Qu’est-ce que la souffrance ?

Qu’est-ce que la souffrance ?

Plus précisément, qu’est-ce que la souffrance psychique ? Psychique, par opposition à physique. Celle de l’âme, pas celle du corps. Celle qui n’est pas le résultat d’une action tangible, mécanique, électrique, chimique. Celle qui n’est pas provoquée par un coup, par un objet, par un mouvement. Celle dont on ne voit pas la cause avec les yeux. Celle qui ne fait pas de bruit audible par les oreilles.

Et plus précisément encore, qu’est-ce que la souffrance psychique endogène ? Endogène, par opposition à exogène. Exogène : dont la source est à l’extérieure. Endogène : dont la source est à l’intérieur. Encore moins visible. Encore moins explicable, exprimable, objectivable.

Souffrance psychique : c’est dans la tête !

Souffrance psychique exogène : c’est dans la tête, mais on peut quand même essayer de trouver une raison en dehors.

Souffrance psychique endogène : c’est dans la tête, et, incapable de trouver une raison en dehors, on suppose qu’elle est en dedans.

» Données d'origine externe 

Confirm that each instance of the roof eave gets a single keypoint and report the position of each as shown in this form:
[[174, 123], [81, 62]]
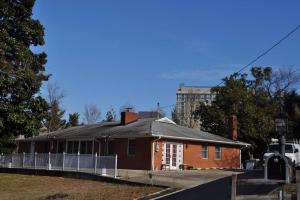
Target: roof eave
[[203, 140]]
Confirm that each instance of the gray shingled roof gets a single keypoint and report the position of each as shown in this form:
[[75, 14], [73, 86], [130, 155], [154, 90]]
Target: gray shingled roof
[[141, 128]]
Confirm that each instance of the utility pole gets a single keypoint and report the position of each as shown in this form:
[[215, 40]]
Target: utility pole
[[157, 110]]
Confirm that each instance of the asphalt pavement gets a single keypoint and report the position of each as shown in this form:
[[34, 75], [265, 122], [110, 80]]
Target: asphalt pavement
[[221, 189]]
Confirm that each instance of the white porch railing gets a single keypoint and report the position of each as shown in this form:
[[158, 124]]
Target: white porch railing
[[91, 163]]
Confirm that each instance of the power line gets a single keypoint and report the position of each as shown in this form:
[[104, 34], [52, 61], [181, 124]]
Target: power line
[[258, 57], [266, 51]]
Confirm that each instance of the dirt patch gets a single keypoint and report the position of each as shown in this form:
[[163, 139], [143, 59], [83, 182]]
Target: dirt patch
[[14, 186]]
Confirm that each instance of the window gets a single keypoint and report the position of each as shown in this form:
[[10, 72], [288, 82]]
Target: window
[[111, 149], [73, 147], [131, 147], [204, 152], [218, 153], [86, 147]]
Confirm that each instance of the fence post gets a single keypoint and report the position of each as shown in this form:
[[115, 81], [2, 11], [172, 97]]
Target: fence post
[[10, 165], [298, 184], [23, 160], [35, 155], [78, 155], [49, 161], [64, 155], [95, 169], [233, 187], [116, 164]]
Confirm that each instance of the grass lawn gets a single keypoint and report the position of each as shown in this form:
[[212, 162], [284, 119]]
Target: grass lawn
[[15, 186]]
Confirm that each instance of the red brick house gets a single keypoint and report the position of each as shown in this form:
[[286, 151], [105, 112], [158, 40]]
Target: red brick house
[[145, 144]]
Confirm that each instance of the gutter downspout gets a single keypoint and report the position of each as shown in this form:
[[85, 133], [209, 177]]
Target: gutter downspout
[[153, 151]]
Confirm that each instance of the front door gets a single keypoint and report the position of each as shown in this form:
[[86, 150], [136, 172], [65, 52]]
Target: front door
[[172, 155]]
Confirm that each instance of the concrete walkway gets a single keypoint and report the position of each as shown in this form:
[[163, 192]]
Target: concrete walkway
[[175, 179]]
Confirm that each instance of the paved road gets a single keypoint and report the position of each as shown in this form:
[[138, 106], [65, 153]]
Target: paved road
[[177, 179], [220, 189]]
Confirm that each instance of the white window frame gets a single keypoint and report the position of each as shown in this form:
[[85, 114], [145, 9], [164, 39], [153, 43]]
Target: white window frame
[[219, 152], [131, 139], [202, 150]]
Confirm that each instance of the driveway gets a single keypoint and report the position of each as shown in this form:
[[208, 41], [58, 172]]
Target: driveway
[[175, 179], [221, 189]]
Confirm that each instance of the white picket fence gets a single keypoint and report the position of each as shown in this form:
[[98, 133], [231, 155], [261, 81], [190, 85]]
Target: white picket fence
[[91, 163]]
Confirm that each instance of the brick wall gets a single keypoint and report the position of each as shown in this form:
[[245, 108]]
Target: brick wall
[[230, 155], [142, 157]]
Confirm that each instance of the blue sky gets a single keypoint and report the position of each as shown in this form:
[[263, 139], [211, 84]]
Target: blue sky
[[114, 52]]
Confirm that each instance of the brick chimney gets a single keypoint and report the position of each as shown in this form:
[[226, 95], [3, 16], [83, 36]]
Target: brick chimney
[[128, 117], [233, 127]]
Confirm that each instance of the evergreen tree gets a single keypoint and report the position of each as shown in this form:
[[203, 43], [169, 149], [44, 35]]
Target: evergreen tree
[[21, 72], [250, 101], [110, 115], [54, 120]]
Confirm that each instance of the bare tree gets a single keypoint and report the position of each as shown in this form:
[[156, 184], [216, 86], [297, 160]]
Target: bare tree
[[284, 80], [92, 114], [127, 106]]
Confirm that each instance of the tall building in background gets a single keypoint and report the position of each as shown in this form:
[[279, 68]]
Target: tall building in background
[[188, 98]]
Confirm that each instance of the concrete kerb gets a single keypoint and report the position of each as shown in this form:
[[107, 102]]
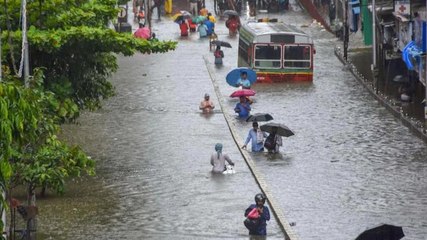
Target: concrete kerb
[[395, 110], [274, 206]]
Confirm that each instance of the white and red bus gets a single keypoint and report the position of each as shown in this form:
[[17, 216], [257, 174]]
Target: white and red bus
[[276, 51]]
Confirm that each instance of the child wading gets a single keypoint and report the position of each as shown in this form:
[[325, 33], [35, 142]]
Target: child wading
[[258, 226], [219, 54]]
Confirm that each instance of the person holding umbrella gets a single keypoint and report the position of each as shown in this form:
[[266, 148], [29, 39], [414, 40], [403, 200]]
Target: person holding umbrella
[[233, 24], [206, 105], [142, 32], [219, 55], [218, 159], [203, 30], [263, 215], [244, 81], [243, 107], [183, 26], [273, 142], [256, 136]]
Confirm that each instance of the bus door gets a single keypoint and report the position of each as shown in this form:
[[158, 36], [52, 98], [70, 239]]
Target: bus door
[[267, 56], [297, 56]]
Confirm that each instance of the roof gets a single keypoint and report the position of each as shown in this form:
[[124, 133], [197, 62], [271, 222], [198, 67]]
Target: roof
[[261, 28]]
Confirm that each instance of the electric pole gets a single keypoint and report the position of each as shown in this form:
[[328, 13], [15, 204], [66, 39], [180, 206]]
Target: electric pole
[[346, 30]]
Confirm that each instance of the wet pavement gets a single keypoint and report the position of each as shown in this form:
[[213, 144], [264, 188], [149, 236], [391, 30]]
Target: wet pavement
[[350, 166]]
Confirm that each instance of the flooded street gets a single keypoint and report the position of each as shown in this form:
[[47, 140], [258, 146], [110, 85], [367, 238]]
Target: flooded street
[[350, 166]]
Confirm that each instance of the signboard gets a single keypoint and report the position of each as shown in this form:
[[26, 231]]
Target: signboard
[[402, 7]]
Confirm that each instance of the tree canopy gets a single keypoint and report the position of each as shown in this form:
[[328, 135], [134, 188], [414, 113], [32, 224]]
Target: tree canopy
[[74, 43], [73, 53]]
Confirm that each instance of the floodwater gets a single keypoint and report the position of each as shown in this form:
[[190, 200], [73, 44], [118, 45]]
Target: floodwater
[[350, 166]]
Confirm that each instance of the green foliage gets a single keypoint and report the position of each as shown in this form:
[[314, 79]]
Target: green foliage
[[31, 154], [71, 40]]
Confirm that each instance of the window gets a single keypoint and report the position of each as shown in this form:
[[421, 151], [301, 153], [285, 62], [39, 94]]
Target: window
[[243, 51], [297, 56], [268, 56]]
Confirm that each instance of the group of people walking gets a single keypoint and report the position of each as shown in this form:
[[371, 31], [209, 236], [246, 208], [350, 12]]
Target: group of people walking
[[256, 214]]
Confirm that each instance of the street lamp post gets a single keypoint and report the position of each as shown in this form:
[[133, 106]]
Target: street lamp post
[[346, 30], [374, 47]]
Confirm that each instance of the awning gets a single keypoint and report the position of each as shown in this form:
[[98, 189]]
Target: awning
[[400, 17], [354, 2], [411, 54]]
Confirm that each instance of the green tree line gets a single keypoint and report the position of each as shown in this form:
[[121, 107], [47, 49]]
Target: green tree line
[[73, 52]]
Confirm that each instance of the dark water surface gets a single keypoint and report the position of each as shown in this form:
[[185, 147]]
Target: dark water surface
[[350, 165]]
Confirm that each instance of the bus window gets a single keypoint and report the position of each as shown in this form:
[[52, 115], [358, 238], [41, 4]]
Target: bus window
[[268, 56], [243, 52], [297, 56]]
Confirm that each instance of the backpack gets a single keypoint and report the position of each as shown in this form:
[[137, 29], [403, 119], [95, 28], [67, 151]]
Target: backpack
[[269, 143]]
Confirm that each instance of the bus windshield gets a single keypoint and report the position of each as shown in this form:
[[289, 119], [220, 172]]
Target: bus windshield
[[268, 56], [297, 56]]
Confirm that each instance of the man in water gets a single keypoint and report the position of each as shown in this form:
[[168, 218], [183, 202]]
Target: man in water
[[244, 81], [243, 107], [256, 136], [206, 105]]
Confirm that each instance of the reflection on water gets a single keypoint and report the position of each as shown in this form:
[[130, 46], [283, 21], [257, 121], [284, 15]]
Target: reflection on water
[[349, 166]]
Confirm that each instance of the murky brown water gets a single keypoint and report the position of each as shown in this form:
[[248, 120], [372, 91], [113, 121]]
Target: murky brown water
[[350, 165]]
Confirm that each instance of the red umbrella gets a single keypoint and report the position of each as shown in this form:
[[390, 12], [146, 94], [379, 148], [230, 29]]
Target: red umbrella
[[143, 32], [243, 93]]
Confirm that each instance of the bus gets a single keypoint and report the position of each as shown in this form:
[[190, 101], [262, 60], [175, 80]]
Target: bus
[[276, 51]]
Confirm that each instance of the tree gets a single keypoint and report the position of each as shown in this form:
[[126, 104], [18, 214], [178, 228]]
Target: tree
[[30, 152], [72, 41]]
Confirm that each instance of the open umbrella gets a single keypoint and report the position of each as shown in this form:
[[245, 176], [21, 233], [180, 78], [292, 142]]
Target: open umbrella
[[221, 43], [243, 93], [181, 16], [234, 75], [259, 117], [186, 14], [198, 19], [230, 13], [143, 32], [282, 130], [383, 232]]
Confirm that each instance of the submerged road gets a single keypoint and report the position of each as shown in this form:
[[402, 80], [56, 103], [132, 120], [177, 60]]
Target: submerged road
[[350, 166]]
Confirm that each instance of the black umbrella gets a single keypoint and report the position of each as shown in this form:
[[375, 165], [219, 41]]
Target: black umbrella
[[281, 129], [383, 232], [230, 13], [259, 117], [221, 43], [400, 79]]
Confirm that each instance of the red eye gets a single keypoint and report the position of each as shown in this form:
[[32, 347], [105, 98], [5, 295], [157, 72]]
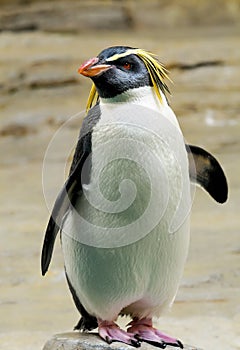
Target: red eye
[[127, 65]]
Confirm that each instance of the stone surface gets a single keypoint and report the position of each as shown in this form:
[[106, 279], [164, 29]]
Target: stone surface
[[91, 341]]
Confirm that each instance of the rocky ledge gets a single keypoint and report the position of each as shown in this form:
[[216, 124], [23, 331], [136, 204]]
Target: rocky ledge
[[91, 341]]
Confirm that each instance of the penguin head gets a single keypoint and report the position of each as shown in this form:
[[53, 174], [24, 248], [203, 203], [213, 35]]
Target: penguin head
[[119, 69]]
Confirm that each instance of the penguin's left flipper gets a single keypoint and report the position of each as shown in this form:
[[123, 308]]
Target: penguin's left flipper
[[206, 171]]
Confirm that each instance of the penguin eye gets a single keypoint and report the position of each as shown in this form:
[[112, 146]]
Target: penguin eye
[[127, 66]]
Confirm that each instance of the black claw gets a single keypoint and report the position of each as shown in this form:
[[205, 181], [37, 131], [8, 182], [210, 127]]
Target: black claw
[[136, 343], [108, 340]]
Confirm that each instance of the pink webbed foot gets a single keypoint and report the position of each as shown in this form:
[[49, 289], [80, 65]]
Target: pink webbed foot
[[144, 331], [110, 332]]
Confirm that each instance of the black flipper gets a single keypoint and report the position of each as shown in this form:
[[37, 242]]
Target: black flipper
[[73, 186], [205, 170], [86, 322]]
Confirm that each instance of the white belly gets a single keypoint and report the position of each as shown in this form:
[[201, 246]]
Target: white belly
[[125, 245]]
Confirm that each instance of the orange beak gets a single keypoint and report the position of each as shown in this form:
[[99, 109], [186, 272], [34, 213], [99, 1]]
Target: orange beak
[[89, 69]]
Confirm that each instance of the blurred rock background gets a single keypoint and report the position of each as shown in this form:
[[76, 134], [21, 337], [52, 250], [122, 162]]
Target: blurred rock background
[[42, 44]]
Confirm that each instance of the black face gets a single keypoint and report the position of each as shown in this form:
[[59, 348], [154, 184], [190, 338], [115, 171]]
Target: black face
[[126, 73]]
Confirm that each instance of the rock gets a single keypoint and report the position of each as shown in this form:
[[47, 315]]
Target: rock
[[91, 341]]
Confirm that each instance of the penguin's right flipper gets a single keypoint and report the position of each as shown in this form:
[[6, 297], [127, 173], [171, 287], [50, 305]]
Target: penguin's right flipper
[[206, 171], [79, 174], [65, 199]]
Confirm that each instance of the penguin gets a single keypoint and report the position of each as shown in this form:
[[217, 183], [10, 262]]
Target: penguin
[[123, 212]]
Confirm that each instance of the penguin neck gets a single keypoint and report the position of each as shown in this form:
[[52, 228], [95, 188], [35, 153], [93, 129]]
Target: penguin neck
[[144, 96]]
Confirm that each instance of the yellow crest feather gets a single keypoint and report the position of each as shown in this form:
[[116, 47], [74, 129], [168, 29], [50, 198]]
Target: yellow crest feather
[[155, 69]]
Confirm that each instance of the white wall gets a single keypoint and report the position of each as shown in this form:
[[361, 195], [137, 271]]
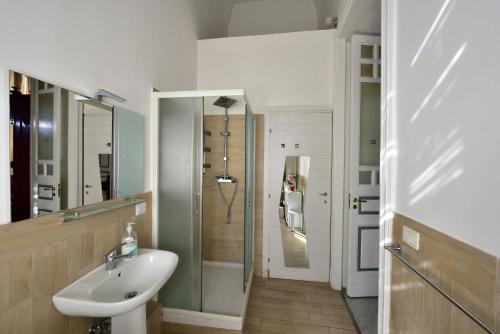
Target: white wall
[[272, 17], [124, 46], [448, 117], [275, 70]]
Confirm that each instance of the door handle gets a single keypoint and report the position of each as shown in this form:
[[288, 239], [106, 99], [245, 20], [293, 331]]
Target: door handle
[[354, 202]]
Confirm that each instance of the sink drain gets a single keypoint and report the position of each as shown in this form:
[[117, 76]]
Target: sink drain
[[130, 295]]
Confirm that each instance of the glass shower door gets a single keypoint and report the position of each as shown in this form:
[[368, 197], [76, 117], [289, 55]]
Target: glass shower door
[[179, 194], [249, 193]]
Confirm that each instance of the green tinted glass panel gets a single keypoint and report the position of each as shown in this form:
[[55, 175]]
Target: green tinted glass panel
[[179, 224], [129, 152], [249, 192]]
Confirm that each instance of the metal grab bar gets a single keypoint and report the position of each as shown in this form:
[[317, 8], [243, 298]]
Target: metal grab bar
[[395, 250]]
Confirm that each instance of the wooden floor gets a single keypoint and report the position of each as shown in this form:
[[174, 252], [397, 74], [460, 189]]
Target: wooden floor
[[293, 307], [287, 307]]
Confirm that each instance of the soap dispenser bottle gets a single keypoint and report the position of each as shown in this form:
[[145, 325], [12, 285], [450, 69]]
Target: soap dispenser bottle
[[129, 242]]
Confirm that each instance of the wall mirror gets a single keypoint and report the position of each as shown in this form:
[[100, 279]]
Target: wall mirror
[[67, 150], [291, 211]]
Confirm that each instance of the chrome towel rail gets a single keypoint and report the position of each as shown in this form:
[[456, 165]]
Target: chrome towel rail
[[395, 250]]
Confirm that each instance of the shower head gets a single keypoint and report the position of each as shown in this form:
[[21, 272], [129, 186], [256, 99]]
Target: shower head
[[224, 102], [226, 179]]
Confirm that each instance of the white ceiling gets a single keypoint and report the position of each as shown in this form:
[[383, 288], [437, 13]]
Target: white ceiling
[[355, 16]]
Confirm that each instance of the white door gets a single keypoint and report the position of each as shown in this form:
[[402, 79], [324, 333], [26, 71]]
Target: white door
[[97, 152], [363, 243], [300, 145], [46, 113]]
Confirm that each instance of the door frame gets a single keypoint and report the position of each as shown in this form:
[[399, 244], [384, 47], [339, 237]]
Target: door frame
[[388, 156], [336, 181], [354, 189]]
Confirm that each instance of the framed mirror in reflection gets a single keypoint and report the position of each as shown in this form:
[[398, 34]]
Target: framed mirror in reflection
[[64, 149], [291, 211]]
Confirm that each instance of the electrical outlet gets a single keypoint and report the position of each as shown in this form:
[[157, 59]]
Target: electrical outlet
[[140, 209], [411, 237]]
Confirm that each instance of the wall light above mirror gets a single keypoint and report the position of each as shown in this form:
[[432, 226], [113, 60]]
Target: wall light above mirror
[[67, 150]]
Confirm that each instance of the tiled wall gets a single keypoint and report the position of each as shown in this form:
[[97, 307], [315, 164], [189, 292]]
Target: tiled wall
[[469, 275], [222, 241], [41, 256]]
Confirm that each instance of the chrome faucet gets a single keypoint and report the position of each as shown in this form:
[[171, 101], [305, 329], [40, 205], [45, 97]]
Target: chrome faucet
[[111, 259]]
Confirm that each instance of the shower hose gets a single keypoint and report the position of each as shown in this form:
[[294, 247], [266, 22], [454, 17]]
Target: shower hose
[[230, 203]]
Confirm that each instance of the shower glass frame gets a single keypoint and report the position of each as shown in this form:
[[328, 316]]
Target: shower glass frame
[[186, 285]]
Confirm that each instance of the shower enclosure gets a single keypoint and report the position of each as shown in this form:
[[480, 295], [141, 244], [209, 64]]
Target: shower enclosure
[[204, 202]]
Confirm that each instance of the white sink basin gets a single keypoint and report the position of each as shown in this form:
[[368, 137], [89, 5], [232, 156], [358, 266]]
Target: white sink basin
[[121, 293]]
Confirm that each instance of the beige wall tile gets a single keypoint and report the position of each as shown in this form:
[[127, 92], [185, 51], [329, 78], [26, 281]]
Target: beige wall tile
[[465, 272], [81, 256], [50, 276], [39, 257]]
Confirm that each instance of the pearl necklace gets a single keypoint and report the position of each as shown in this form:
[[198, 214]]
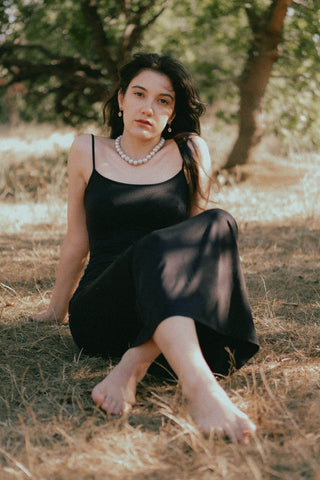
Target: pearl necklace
[[141, 161]]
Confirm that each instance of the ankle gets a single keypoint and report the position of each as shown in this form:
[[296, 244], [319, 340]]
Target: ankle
[[195, 385]]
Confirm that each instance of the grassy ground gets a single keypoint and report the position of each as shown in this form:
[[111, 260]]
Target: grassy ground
[[50, 428]]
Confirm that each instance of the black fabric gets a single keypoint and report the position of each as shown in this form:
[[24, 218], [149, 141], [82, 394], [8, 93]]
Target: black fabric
[[148, 262]]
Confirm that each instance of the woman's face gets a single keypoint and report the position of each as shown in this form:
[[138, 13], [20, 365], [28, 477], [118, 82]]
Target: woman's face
[[147, 105]]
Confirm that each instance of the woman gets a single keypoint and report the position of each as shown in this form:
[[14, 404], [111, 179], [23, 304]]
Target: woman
[[164, 274]]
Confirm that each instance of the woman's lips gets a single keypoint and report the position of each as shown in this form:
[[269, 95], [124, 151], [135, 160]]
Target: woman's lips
[[144, 123]]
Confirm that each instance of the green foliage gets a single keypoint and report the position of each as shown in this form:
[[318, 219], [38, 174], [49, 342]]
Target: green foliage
[[211, 37]]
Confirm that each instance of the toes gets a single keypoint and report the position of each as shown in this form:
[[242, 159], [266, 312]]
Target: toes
[[246, 430]]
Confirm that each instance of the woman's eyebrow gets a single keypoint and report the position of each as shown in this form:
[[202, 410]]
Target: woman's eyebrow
[[161, 94]]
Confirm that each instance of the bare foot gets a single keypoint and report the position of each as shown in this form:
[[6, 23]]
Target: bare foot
[[213, 411], [117, 392]]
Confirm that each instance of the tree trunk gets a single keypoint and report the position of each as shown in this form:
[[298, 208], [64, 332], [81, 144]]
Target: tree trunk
[[265, 49]]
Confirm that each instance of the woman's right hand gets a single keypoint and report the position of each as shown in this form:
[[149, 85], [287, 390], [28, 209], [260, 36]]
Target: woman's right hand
[[50, 315]]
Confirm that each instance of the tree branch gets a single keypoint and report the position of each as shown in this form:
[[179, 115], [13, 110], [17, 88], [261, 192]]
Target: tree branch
[[100, 41], [135, 28]]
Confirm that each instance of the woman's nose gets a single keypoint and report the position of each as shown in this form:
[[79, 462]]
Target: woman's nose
[[147, 108]]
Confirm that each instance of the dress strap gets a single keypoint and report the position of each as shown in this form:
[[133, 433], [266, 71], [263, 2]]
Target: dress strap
[[93, 157]]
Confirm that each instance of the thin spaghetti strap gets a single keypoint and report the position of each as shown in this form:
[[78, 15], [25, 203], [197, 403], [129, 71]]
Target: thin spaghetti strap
[[93, 158]]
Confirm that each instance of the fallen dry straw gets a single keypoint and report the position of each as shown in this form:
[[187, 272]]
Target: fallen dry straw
[[50, 428]]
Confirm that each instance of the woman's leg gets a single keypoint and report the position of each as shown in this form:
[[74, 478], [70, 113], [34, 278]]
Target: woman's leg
[[116, 393], [209, 405]]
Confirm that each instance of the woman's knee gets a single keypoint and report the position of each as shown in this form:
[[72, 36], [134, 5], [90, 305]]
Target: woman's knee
[[221, 217]]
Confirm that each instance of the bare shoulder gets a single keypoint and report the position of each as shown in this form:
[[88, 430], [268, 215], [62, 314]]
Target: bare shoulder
[[80, 156], [202, 153]]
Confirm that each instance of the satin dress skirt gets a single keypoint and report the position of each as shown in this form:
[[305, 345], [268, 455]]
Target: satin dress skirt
[[191, 269]]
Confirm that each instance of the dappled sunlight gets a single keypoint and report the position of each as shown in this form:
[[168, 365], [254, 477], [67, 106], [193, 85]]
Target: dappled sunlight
[[50, 426], [15, 217], [285, 194]]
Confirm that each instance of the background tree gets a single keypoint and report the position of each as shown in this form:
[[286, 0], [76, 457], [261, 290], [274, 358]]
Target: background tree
[[69, 51], [66, 53]]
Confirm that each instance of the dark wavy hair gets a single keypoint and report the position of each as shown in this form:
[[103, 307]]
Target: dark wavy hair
[[188, 108]]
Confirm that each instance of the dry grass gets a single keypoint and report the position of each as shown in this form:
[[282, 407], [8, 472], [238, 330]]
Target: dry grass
[[49, 426]]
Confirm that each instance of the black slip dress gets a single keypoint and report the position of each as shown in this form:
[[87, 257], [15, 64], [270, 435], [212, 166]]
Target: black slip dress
[[149, 261]]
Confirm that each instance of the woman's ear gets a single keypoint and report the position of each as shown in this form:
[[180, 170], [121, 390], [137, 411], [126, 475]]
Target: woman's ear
[[171, 118], [120, 99]]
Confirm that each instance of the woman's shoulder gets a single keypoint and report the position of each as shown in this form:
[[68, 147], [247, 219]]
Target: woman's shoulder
[[200, 146], [80, 160]]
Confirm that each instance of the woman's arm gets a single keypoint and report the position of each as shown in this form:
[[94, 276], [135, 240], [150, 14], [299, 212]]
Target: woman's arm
[[74, 250], [200, 203]]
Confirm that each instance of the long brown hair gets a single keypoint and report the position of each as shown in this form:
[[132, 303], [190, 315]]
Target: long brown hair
[[188, 109]]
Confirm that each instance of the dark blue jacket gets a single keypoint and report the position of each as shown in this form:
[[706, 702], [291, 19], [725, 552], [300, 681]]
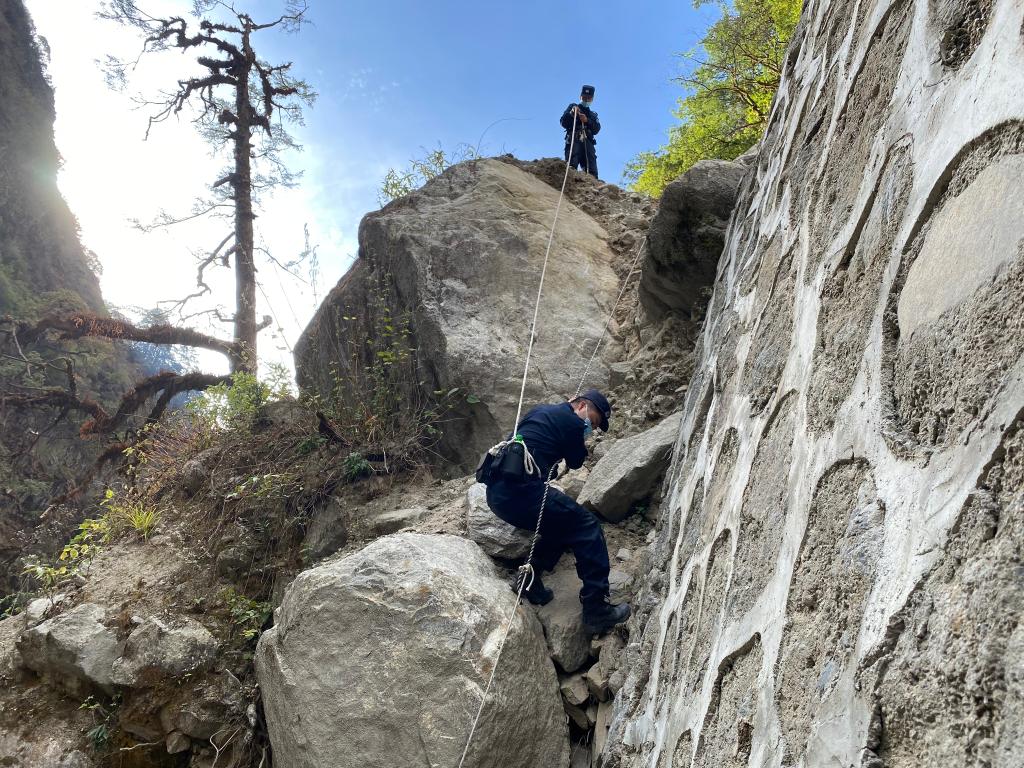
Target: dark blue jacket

Ces catégories n’engagent que moi. Je n’ai pas pris la peine d’aller feuilleter un dictionnaire, un Google ou un Wikipedia. Elles ne valent peut-être pas grand’chose. Je suis trop analytique.

Qu’est-ce que la souffrance ?

A priori, quelque chose qu’on cherche à éviter, en tant qu’individu comme en tant que société. La société recherche le progrès social, l’individu recherche le bonheur individuel. The pursuit of Happiness!

We hold these truths to be self-evident, that all men are created equal, that they are endowed by their Creator with certain unalienable Rights, that among these are Life, Liberty and the pursuit of Happiness.

Et pourtant, derrière les apparences de la société consumériste hédoniste, débonnaire et décadente, le monde contemporain développe depuis quelques années un rapport très malsain avec la souffrance.

La souffrance est devenue un slogan politique. Pour faire court, la politique d’Angela Merkel et autres monstres ayatollahs de l’austérité consiste à infliger des souffrances à des millions de gens innocents. Au nom de dogmes et de principes très discutables. Et surtout, cette politique consiste à valoriser la souffrance. Il faut que les pêcheurs souffrent. Il faut que les pauvres, les faibles, les peuples pauvres, les peuples faibles, souffrent. C’est pour leur bien. Ils doivent expier les dettes, les déficits, les déséquilibres. Ils doivent abjurer la possibilité même d’un mode de vie agréable et confortable.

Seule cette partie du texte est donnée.